La conseillère Marquis-Bissonnette note que Gatineau a tendance à accepter assez facilement les demandes de dérogation ou de changements de zonage.
La conseillère Marquis-Bissonnette note que Gatineau a tendance à accepter assez facilement les demandes de dérogation ou de changements de zonage.

Gatineau veut exiger du logement abordable dans les grands projets

Mathieu Bélanger
Mathieu Bélanger
Le Droit
Une importante réflexion qui pourrait mener à des changements très concrets pour les promoteurs immobiliers, mais aussi pour les gens à la recherche de logements abordables s’est amorcée, mercredi, à la commission sur l’aménagement du territoire, l’habitation et l’environnement de Gatineau. La Ville pourrait, dès 2021, exiger, sans toutefois l’imposer, que les grands projets immobiliers intègrent 10 % de logement abordable.

Gatineau n’est pas la seule municipalité à réfléchir à une telle stratégie actuellement.

Montréal prévoit de telles ententes avec les promoteurs depuis déjà 2005. L’idée fait partie de la politique d’habitation adoptée par le conseil municipal de Gatineau en 2016.

La présidente de la commission, Maude Marquis-Bisonnette, précise que le milieu de la construction domiciliaire et les groupes en logement seront très prochainement consultés.

« Il y a deux écoles de pensées, dit-elle. Soit on le fait avec des ententes de bonne foi avec le promoteur, soit on le force par notre réglementation. Montréal ne force pas, mais y arrive avec des ententes. »

Mme Marquis-Bissonnette note que Gatineau, contrairement à d’autres municipalités, a tendance à accepter assez facilement les demandes de dérogation ou de changements de zonage qui lui sont faites par les promoteurs. Certaines villes n’hésitent pas à les utiliser comme moyen de négociation. « Sur un terrain qui est zoné pour 20 étages et que le promoteur demande de pouvoir aller jusqu’à 24 étages, on pourrait dire oui, mais en échange on veut 10 % de logement abordable, mentionne-t-elle à titre d’exemple. On lance la discussion. On a des objectifs. »

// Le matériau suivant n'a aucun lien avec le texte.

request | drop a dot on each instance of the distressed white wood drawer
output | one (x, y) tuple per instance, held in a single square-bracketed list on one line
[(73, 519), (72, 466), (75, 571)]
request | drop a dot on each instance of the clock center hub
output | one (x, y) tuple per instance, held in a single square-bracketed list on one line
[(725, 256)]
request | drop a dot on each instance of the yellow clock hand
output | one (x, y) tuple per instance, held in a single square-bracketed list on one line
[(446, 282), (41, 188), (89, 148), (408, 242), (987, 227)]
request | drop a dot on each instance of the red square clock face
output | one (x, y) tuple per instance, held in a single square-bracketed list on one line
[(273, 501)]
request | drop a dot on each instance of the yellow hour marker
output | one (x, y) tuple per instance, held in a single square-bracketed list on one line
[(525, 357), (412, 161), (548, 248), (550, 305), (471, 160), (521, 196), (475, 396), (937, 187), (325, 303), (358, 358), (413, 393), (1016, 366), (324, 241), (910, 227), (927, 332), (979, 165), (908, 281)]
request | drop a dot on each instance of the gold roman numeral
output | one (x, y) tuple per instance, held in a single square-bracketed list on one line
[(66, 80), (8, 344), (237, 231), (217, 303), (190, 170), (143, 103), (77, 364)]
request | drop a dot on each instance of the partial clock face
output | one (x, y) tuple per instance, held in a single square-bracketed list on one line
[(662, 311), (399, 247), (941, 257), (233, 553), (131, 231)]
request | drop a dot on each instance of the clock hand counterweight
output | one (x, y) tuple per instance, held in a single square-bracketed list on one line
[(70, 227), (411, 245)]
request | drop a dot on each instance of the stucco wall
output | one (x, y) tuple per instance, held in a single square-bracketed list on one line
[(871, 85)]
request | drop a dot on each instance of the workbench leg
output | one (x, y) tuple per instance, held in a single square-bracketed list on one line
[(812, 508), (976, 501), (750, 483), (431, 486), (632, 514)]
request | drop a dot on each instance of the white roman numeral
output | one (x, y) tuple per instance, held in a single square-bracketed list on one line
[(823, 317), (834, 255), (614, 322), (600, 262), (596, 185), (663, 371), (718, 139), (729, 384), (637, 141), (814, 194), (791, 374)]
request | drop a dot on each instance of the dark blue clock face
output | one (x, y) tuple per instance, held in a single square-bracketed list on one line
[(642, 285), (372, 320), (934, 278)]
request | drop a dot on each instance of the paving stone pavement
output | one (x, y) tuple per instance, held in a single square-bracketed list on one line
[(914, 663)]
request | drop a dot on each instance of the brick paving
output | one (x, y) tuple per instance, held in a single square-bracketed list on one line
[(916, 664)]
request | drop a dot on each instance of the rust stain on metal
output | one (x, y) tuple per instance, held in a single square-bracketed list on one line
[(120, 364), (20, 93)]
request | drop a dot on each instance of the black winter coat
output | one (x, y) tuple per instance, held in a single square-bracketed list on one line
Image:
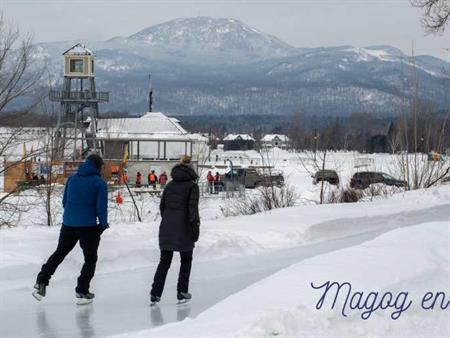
[(179, 228)]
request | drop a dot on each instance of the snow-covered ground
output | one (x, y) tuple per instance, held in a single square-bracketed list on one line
[(237, 266), (285, 304)]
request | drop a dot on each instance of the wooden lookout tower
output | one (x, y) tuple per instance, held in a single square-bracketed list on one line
[(77, 118)]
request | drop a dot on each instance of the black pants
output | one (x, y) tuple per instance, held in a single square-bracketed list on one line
[(89, 238), (163, 267)]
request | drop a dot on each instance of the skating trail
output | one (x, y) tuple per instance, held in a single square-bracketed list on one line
[(122, 303)]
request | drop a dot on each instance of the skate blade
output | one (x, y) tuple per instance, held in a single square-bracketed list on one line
[(84, 301), (37, 296)]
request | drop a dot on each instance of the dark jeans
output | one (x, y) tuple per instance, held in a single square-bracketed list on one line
[(89, 238), (163, 267)]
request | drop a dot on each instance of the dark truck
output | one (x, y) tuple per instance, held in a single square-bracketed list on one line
[(253, 178)]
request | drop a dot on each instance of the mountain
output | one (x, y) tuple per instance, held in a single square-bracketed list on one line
[(222, 66)]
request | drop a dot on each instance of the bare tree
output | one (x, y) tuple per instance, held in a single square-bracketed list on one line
[(436, 14), (17, 76)]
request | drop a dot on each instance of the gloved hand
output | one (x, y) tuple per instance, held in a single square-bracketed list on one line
[(103, 228)]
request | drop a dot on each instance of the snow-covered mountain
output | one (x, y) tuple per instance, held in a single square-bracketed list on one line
[(213, 66)]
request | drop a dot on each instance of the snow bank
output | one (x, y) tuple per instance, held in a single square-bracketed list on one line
[(132, 245), (284, 304)]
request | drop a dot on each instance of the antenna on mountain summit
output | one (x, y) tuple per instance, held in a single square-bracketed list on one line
[(150, 93)]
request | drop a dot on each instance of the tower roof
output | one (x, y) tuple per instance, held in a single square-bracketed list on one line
[(78, 49)]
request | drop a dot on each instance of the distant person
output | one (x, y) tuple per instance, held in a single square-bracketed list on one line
[(138, 179), (163, 180), (124, 177), (179, 228), (85, 201), (218, 184), (152, 179), (210, 179)]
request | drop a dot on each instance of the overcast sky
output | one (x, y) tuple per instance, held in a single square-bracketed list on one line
[(301, 23)]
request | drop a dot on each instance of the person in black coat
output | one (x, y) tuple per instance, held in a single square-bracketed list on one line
[(179, 228)]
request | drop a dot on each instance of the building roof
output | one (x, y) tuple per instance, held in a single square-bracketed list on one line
[(78, 49), (232, 137), (271, 137), (150, 126)]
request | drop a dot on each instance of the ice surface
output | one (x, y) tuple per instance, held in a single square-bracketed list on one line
[(121, 303)]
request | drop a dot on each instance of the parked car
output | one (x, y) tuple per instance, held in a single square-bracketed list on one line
[(326, 175), (252, 178), (364, 179)]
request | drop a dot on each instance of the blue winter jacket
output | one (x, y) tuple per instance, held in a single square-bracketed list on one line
[(86, 198)]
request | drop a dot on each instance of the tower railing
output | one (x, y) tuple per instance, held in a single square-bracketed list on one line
[(61, 95)]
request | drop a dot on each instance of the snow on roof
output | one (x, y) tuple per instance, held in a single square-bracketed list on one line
[(271, 137), (78, 49), (232, 137), (152, 125)]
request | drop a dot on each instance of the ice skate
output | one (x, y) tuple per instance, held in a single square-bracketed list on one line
[(39, 291), (84, 298)]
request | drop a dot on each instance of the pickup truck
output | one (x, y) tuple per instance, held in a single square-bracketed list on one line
[(252, 178)]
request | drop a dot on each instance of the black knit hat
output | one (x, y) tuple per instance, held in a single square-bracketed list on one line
[(96, 159)]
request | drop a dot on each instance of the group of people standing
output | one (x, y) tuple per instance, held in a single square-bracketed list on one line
[(215, 184), (85, 218), (152, 179)]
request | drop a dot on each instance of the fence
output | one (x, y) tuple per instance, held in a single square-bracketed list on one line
[(224, 190)]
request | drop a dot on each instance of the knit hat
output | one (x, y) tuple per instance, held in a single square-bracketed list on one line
[(96, 159), (185, 159)]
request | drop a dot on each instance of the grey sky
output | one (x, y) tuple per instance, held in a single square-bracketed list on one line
[(301, 23)]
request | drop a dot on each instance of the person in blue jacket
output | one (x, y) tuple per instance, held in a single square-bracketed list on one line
[(85, 201)]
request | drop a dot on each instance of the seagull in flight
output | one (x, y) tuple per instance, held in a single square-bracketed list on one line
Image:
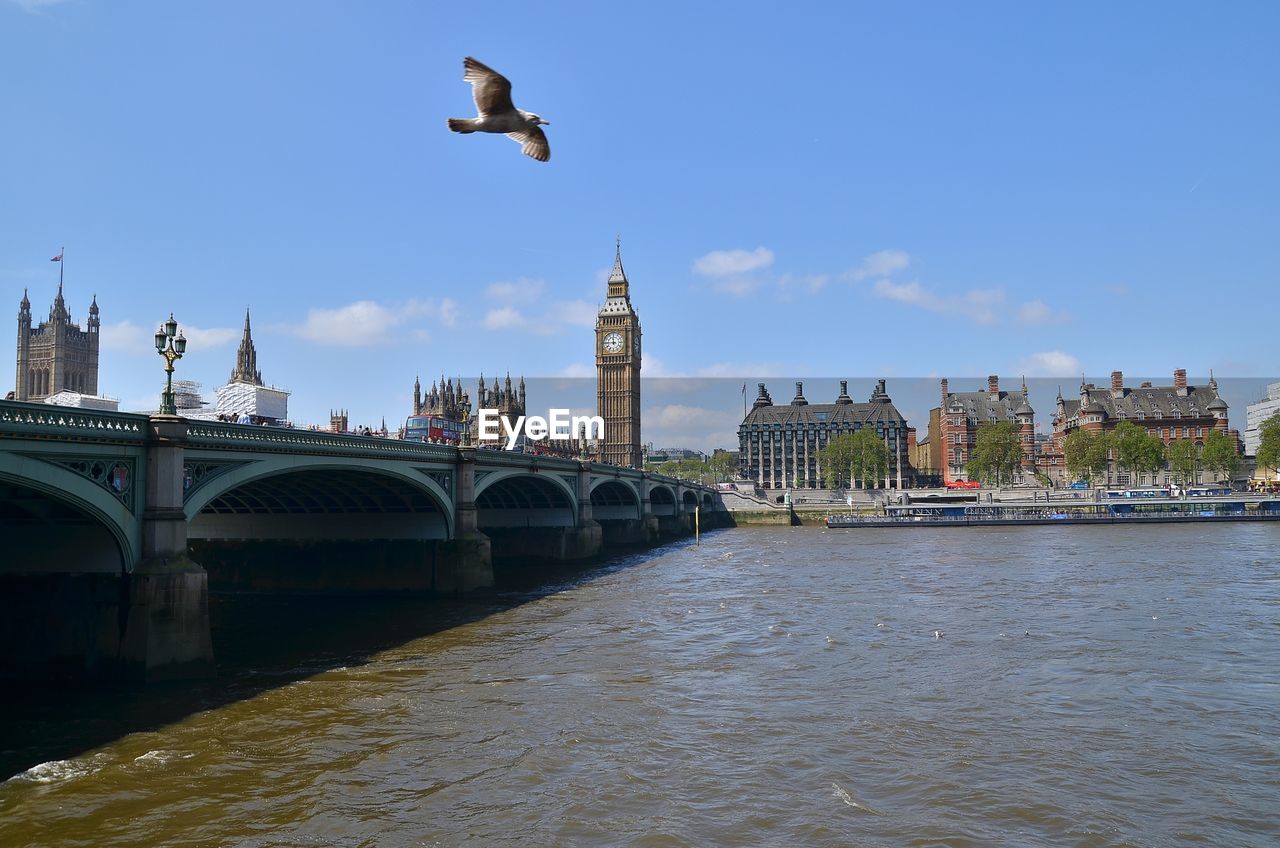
[(496, 113)]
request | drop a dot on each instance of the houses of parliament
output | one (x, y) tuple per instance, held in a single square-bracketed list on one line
[(617, 379), (56, 355)]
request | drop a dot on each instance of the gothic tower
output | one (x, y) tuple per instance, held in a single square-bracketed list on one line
[(246, 359), (56, 355), (617, 372)]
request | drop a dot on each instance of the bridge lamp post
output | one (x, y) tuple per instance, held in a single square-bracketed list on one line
[(172, 345)]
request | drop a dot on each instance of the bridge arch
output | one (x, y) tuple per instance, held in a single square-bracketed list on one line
[(662, 500), (521, 498), (319, 498), (613, 500), (64, 523), (597, 482)]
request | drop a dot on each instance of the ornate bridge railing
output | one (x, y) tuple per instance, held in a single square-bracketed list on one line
[(65, 423), (248, 437)]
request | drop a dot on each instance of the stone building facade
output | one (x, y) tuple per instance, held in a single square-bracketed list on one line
[(778, 446), (1173, 413), (954, 425), (56, 355), (446, 399)]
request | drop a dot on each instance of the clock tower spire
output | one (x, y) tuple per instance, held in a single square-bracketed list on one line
[(617, 370)]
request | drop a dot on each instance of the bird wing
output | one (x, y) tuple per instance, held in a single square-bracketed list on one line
[(533, 142), (490, 90)]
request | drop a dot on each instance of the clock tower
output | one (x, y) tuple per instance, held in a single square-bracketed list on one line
[(617, 372)]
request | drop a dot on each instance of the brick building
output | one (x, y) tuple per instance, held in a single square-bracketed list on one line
[(954, 425), (1178, 411)]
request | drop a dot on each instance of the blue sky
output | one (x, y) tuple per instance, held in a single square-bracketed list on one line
[(826, 190)]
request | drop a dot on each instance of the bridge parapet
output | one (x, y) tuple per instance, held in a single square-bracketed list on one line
[(46, 422), (250, 437)]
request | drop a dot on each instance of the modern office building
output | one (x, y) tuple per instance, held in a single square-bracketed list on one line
[(778, 446)]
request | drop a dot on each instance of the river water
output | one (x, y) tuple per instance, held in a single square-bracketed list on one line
[(771, 687)]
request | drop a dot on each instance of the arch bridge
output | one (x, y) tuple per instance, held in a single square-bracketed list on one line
[(110, 510)]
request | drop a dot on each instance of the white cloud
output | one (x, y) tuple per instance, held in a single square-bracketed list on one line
[(575, 313), (521, 291), (808, 282), (736, 286), (691, 427), (1050, 364), (652, 366), (577, 370), (201, 338), (725, 263), (503, 318), (448, 311), (977, 304), (352, 326), (882, 263), (365, 322), (1037, 311), (126, 337)]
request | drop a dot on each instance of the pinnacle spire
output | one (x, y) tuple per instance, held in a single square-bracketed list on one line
[(617, 274), (246, 359)]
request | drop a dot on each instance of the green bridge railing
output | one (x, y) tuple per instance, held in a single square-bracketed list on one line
[(250, 437), (42, 420)]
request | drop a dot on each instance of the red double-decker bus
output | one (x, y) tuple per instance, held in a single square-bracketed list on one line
[(435, 429)]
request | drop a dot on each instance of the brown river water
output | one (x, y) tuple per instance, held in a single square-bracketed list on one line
[(1105, 685)]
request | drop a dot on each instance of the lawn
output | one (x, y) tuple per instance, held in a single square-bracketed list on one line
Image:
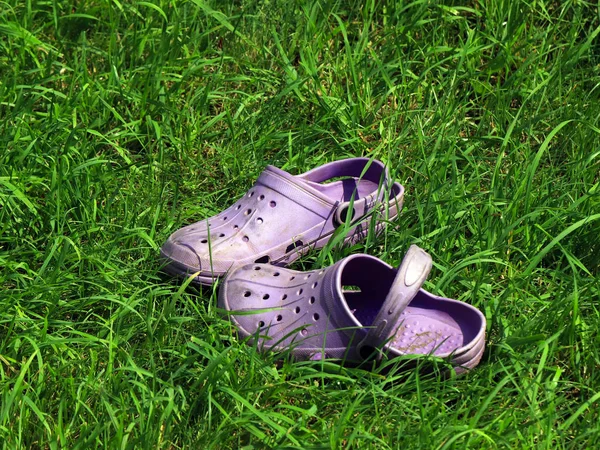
[(122, 121)]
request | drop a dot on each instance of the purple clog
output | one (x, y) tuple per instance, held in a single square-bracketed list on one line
[(351, 310), (283, 216)]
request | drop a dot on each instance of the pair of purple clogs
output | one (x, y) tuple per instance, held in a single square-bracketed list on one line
[(356, 309)]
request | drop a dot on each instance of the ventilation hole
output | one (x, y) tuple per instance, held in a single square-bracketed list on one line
[(294, 245), (263, 260), (344, 214), (350, 288)]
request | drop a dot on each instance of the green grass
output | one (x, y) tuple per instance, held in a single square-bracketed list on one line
[(121, 121)]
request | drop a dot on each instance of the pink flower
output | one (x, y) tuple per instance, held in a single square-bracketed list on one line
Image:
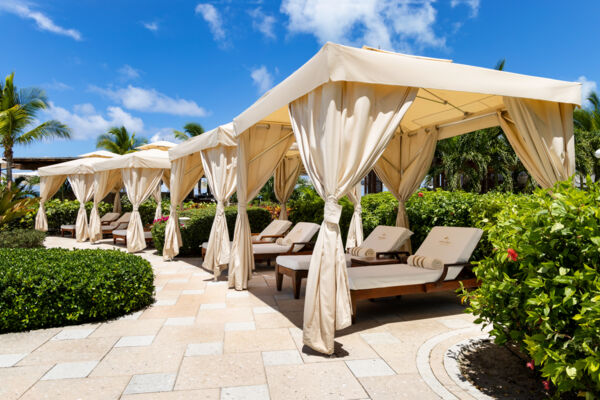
[(512, 254)]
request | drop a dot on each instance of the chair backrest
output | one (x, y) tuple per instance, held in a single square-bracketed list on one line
[(386, 238), (450, 244), (276, 227), (109, 217), (302, 232)]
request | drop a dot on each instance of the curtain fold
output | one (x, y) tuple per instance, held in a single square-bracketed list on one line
[(83, 188), (285, 179), (260, 149), (139, 184), (541, 133), (185, 173), (220, 166), (49, 185), (355, 231), (104, 183), (403, 166), (341, 129)]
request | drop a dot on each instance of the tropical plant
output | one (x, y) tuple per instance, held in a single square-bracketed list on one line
[(119, 141), (190, 130), (18, 111)]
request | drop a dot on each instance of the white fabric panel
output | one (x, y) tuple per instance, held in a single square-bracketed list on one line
[(83, 188), (49, 185), (341, 129), (139, 184)]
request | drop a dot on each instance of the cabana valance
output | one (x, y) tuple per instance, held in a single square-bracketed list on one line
[(350, 106)]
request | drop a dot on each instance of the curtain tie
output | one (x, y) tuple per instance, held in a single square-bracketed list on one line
[(333, 211)]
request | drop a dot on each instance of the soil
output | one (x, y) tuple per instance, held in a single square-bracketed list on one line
[(499, 372)]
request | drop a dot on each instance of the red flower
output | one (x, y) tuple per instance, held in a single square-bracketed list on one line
[(531, 365)]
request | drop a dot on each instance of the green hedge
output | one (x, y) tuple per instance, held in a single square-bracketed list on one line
[(22, 238), (42, 288), (197, 229), (541, 284)]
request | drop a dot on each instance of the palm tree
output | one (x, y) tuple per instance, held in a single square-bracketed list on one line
[(190, 130), (18, 110), (119, 141)]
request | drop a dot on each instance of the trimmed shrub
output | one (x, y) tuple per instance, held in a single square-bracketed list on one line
[(541, 285), (43, 288), (22, 238), (197, 229)]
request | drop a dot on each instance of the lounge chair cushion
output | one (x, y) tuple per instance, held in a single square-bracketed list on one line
[(386, 238), (302, 262), (382, 276), (450, 244)]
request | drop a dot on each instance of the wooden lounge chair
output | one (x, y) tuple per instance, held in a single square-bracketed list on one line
[(384, 240), (276, 229), (298, 238), (453, 246)]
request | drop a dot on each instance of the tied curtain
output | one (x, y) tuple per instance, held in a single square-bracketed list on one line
[(355, 232), (139, 184), (185, 174), (49, 185), (104, 183), (285, 179), (341, 129), (220, 166), (541, 133), (403, 166), (83, 188), (260, 149)]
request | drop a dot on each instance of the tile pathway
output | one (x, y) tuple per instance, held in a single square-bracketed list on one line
[(201, 340)]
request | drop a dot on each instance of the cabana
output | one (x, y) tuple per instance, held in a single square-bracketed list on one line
[(353, 110), (141, 172), (80, 173)]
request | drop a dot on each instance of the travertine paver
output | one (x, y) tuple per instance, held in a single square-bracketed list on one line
[(201, 340)]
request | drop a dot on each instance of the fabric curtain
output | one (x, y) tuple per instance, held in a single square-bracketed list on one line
[(185, 173), (541, 133), (285, 179), (104, 183), (139, 184), (341, 129), (220, 166), (49, 185), (260, 149), (355, 232), (83, 188), (403, 166)]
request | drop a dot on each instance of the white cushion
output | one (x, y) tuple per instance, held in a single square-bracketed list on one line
[(302, 262), (450, 244), (386, 238)]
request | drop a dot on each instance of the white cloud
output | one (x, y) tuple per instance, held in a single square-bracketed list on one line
[(213, 18), (263, 23), (387, 24), (22, 9), (262, 78), (587, 87), (127, 72), (473, 4), (86, 123), (150, 100), (151, 26)]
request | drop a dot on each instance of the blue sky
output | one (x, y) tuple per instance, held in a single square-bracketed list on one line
[(155, 65)]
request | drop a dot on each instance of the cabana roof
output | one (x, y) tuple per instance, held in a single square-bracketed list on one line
[(449, 93), (152, 159)]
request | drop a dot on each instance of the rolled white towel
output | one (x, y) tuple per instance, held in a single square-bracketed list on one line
[(425, 262), (362, 252)]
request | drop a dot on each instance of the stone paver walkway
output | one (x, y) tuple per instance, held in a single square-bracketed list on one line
[(201, 340)]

La commission sur l’aménagement du territoire, de l’habitation et de l’environnement doit être en mesure de faire une recommandation à cet effet au conseil municipal à l’automne 2020. La mise en œuvre de cette stratégie d’inclusion doit avoir lieu avant la fin du présent mandat.

Interdiction

La réflexion sur l’interdiction des sacs de plastique à usage unique dans les épiceries, les bouteilles d’eau dans les installations municipales et du polystyrène sera au nombre des sujets qui retiendra l’attention de la commission en 2020.

Des recommandations à cet effet doivent être faites au conseil dans les prochains mois.

La Ville de Montréal a déjà pris beaucoup d’avance sur les autres municipalités en cette matière et Gatineau entend s’en inspirer.